唯一の都電として愛されている「都電荒川線」。始発の早稲田駅に集合した我々は早速“ちんちん電車”に乗り込みました。どこまで乗っても 160 円というリーズナブルさ。しかもあまり知られていないのですがなんと貸切まで可能というまさに地域密着型の電車です。終点の三ノ輪橋まで池袋、大塚、王子といった市街地も通り、ゆっくりと走る電車の窓から眺める東京の夜景も良いものです。約 50 分の都電の旅を満喫し三ノ輪橋のひとつ手前の荒川一中前を下車し、いよいよ今回の目的である商店街“ジョイフル三ノ輪”を目指します。とここまでは良いのですがどこかいつもと様子が違います。この日は面出団長がどうしても所用があり出席できないとということで今回の街歩きは団長不在です。

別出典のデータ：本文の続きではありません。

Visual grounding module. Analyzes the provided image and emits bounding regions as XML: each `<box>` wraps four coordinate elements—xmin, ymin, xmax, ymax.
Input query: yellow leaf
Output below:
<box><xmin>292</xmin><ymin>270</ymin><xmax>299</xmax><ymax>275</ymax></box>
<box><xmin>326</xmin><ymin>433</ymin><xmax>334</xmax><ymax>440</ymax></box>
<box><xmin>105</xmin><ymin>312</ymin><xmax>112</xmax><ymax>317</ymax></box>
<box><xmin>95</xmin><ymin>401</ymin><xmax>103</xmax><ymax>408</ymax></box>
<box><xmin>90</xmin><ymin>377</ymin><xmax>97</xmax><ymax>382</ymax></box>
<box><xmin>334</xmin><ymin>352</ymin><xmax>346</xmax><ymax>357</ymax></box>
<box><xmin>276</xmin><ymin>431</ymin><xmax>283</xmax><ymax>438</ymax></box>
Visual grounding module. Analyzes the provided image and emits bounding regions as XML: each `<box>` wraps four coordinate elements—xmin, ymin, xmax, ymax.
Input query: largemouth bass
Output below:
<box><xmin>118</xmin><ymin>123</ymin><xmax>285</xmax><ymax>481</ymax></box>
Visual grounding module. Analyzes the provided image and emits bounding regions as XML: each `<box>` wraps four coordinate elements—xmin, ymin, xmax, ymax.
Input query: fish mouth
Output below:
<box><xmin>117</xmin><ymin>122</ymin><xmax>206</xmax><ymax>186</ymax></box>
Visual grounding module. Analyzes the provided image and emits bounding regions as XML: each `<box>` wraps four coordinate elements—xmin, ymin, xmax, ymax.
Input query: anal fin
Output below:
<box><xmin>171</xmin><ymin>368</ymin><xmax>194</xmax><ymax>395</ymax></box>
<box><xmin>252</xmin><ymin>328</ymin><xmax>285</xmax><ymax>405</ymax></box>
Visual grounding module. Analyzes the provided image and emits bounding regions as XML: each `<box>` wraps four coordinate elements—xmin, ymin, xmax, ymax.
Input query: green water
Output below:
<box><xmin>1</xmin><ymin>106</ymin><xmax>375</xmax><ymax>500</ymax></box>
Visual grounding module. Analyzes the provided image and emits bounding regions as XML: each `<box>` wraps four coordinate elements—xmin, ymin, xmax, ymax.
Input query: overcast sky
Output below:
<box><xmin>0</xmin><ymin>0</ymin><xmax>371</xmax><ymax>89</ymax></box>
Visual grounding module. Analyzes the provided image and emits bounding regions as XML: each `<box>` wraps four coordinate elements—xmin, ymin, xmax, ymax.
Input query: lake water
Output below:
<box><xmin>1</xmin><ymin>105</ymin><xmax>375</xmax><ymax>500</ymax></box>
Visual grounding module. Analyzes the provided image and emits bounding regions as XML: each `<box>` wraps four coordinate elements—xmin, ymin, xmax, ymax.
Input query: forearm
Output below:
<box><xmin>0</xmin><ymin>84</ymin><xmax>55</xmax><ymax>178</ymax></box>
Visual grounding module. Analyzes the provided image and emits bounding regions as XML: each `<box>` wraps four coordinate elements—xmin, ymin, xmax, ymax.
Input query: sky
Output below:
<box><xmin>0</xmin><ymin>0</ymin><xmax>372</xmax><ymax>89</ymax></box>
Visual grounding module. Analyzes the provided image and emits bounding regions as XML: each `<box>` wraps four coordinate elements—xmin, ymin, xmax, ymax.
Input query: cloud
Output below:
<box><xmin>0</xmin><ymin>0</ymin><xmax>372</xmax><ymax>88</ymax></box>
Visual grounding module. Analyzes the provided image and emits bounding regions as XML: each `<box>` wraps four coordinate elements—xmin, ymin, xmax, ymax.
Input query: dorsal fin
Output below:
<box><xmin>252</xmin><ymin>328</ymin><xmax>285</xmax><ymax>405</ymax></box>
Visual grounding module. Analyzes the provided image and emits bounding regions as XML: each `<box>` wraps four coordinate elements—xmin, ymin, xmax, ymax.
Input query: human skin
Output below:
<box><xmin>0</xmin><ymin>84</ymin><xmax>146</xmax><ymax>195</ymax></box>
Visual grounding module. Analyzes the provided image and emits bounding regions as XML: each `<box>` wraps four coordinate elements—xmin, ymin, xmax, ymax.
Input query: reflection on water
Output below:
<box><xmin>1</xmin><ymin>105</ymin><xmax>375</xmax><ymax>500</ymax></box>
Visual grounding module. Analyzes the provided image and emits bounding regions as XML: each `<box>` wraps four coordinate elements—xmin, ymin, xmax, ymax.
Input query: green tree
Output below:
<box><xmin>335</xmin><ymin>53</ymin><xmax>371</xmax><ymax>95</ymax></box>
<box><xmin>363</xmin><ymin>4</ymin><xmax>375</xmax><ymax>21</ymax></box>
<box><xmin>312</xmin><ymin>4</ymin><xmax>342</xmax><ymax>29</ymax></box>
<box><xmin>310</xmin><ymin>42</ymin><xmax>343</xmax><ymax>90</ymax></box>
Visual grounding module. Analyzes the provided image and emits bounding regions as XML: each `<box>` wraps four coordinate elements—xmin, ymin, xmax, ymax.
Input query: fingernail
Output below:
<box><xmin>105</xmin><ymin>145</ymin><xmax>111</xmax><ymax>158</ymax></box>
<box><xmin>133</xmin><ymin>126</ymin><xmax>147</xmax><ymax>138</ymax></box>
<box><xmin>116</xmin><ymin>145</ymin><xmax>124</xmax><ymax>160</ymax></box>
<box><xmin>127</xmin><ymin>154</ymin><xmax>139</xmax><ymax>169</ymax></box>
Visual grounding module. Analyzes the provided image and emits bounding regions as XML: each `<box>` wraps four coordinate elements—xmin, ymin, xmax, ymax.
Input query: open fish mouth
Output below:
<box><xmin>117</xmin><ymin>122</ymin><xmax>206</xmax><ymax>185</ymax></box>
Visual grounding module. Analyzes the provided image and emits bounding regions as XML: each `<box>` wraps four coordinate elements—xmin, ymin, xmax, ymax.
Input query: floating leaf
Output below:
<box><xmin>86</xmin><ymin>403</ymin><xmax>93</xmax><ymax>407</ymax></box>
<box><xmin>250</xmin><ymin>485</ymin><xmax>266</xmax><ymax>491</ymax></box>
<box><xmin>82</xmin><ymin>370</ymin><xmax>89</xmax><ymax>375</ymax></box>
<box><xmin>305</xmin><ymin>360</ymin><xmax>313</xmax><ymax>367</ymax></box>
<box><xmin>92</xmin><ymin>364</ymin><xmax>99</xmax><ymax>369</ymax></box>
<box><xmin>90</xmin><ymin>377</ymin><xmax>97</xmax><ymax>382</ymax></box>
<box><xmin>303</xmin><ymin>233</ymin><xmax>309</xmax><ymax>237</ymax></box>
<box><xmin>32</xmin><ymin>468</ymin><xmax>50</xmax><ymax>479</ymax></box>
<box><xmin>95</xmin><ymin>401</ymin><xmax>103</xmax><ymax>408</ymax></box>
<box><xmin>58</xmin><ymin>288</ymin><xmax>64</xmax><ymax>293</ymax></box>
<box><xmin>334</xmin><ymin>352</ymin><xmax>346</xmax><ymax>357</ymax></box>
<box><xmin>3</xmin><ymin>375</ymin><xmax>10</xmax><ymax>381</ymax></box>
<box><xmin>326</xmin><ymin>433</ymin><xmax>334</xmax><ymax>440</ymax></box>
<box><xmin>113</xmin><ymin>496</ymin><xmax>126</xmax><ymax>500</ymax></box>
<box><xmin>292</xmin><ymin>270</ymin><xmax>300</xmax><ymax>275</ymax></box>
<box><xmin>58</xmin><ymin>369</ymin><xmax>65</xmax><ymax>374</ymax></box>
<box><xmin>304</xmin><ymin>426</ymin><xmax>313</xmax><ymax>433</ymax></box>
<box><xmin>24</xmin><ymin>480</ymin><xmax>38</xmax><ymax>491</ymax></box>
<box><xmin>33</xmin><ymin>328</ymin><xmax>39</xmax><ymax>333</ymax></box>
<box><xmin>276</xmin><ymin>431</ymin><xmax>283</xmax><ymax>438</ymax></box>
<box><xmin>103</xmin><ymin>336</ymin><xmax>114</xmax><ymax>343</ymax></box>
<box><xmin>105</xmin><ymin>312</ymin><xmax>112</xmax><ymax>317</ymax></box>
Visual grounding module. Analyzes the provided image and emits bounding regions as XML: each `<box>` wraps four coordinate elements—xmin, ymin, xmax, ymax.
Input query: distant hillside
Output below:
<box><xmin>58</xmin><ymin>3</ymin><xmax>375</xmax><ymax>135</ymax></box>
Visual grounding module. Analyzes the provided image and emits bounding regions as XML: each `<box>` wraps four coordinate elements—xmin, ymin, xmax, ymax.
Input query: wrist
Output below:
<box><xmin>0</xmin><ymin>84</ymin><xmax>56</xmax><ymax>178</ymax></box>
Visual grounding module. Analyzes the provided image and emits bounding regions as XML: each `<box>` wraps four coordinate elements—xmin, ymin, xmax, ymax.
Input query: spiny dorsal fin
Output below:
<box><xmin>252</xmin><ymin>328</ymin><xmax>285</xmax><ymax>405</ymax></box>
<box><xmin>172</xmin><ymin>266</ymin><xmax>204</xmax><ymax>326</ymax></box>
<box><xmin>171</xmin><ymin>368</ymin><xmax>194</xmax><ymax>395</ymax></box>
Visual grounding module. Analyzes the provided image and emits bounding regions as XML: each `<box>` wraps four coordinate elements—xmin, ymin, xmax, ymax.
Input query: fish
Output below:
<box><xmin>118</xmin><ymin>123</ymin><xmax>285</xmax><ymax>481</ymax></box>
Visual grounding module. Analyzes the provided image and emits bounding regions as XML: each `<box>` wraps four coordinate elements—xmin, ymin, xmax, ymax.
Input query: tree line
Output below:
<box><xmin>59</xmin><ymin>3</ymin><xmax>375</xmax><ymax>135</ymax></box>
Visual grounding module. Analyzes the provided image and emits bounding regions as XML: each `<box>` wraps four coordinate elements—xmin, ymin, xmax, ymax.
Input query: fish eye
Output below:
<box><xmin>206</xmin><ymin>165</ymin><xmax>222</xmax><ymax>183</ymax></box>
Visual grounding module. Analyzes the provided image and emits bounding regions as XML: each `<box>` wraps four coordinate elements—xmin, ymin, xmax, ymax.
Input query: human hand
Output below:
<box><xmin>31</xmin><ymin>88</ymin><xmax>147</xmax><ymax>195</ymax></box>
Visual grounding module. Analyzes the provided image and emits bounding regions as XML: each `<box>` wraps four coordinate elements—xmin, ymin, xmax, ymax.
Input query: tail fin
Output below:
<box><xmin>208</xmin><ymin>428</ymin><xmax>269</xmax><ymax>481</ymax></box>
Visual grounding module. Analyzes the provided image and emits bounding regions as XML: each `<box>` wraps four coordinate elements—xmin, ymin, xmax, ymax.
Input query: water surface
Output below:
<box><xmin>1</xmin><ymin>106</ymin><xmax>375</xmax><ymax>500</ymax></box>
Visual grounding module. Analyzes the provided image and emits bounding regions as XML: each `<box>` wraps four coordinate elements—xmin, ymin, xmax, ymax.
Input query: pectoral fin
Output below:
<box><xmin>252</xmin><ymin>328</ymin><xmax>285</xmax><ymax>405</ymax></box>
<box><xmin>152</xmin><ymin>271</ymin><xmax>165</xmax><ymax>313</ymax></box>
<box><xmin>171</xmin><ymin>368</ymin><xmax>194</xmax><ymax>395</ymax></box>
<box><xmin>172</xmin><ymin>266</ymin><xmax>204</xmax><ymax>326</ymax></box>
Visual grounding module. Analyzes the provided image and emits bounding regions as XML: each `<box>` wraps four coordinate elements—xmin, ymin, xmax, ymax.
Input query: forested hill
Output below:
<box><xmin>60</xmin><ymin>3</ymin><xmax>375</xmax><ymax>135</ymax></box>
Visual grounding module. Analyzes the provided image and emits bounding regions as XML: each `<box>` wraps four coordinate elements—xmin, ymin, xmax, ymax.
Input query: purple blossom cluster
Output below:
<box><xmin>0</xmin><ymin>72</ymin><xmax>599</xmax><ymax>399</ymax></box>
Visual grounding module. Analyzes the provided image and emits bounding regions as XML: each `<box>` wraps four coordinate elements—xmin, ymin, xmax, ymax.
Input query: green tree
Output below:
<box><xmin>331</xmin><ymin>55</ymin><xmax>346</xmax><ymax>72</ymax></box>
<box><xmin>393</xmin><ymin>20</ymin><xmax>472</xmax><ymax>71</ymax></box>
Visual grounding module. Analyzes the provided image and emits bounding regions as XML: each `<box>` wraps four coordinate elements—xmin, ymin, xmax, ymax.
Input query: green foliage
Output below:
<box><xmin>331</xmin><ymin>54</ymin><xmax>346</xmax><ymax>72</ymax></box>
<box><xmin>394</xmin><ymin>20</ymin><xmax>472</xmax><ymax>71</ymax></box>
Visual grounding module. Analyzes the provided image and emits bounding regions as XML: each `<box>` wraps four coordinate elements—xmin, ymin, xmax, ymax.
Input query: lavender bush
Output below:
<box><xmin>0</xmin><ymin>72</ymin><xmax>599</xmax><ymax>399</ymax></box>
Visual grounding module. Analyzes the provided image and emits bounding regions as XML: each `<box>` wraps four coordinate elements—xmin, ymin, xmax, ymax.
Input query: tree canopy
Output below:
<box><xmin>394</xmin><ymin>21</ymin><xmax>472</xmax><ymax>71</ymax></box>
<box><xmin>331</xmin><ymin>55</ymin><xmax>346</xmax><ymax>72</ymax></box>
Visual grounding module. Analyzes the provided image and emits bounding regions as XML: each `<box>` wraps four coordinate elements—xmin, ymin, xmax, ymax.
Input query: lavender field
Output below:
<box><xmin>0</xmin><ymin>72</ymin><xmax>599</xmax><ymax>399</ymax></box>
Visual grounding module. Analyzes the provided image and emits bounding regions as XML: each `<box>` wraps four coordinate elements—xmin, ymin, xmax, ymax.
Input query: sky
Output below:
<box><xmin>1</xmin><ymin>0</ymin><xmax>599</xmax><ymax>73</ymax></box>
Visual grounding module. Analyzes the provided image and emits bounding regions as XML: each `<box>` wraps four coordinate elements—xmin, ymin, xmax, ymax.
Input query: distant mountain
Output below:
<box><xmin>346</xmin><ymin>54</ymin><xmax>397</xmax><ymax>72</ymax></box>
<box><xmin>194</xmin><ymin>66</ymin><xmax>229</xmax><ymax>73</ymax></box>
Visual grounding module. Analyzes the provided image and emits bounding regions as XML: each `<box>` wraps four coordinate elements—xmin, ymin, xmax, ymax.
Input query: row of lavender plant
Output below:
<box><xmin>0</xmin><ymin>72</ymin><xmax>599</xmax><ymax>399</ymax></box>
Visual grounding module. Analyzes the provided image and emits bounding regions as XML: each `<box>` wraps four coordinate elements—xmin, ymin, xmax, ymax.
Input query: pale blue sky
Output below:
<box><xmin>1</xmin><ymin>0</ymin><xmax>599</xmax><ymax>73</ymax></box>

多少の不安は残りますが、いざ出発です。一歩商店街に足を踏み入れるとまさに昭和にタイムスリップしたような感覚に陥ります。アーケード街のメインストリートは 3 灯が 1 ユニットの水銀灯とナトリウムランプで構成された器具で照らされていて、中央の水平面照度は平均で約 300lx 程です。また、この器具結構きちんと作られていて歩いていてもまぶしくないように考慮されていました。商店街を形成する肝心商店はというと各店舗とも実に個性的というか、エネルギッシュというか・・・。飲食店、八百屋さん、お肉屋さん、魚屋さん、薬局、和菓子屋さん等々、各商店のファサードは全く統一感のない照明が混在していました。特に団員の皆さんが興味を持ったのは、まるで電気屋さんのような魚屋さん、そしてハロゲンランプをこれでもかと使ったお惣菜屋さんです。魚屋さんには魚を新鮮に見せるため?に様々な種類の照明がダクトから吊るされていました。一方お惣菜屋さんの方はというとこれでもかというくらいのハロゲンランプが店頭に吊り下げられて、惣菜の陳列棚の照度は 3000lx を超えていました。およそ照明手法など関係ないといった様子なのですがアーケードの中にいると違和感や不快感は思ったほどなく、むしろ懐かしい感じがしてくるから不思議です。団員の皆さんも興味津々で色々な場所でシャッターを押していました。
商店街から一歩裏の路地に入ればいわゆる赤提灯がいくつもあり、路地を照らすのは古ぼけたかさに裸電球という最もシンプルな照明、この二つのほのぼのとしたあかりはなんともいえず味のある光でした。そこに野良猫が歩いていたりして雰囲気をさらに盛り上げます。アーケードのあかり同様こういう夜景は我々日本人の原風景なのかもしれませんね。でもそれは明かりだけの力でそう感じるのではなく、そこで生活している人々の息遣いとの相乗効果が我々にそう感じさせるのだと思いました。
今回は照明探偵団版「ぶらり途中下車の旅」のような街歩きとなりましたが、皆さんも都電荒川線に乗ってどこか懐かしい三ノ輪の町を訪れてみてはどうですか?